Visualizing and Statistically Analyzing Access Behavior to Scientific Databases:
For many scientific databases, it would be worthwhile to visually and statistically analyze query logs to, e.g., know which parts of the data the user community finds interesting, i.e., accesses frequently with their queries, and which ones are less interesting. However, visualization tools supporting statistical query log analysis are currently missing due to two main reasons. First, the format of query logs, which primarily consists of texts, is not directly suitable for a graphical presentation. It is thus desirable to transform them into a representation that facilitates visual statistical analysis, e.g., multi-dimensional data points. This new form of query logs essentially contains both categorical (e.g., name of table being accessed) and numerical (e.g., access time) attributes. The unavoidable presence of categorical attributes on the other hand constitutes the second reason why it is hard to visualize query logs.
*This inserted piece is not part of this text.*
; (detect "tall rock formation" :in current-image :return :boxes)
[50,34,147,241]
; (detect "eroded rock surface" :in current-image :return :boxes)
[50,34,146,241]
In particular, there is no well-established form to graphically display and statistically analyze multi-dimensional categorical data. Such forms, e.g., scatter plot, nevertheless abound for numerical data. One thus expects to have additional techniques to apply the existing rich sets of visual statistical analysis tools for numerical data on categorical data. This does not exclude the possibility of converting categorical data to numerical one.
The objective of this PSE assignment is to build software that takes raw database query logs as input and transform them into multi-dimensional numerical data points, i.e., into a representation that can be readily used for visual statistical analysis. Students working on this assignment will not only be exposed to database technology (to an extent manageable within the PSE) and basic statistics concepts, they will also design and implement technology that is of high practical value.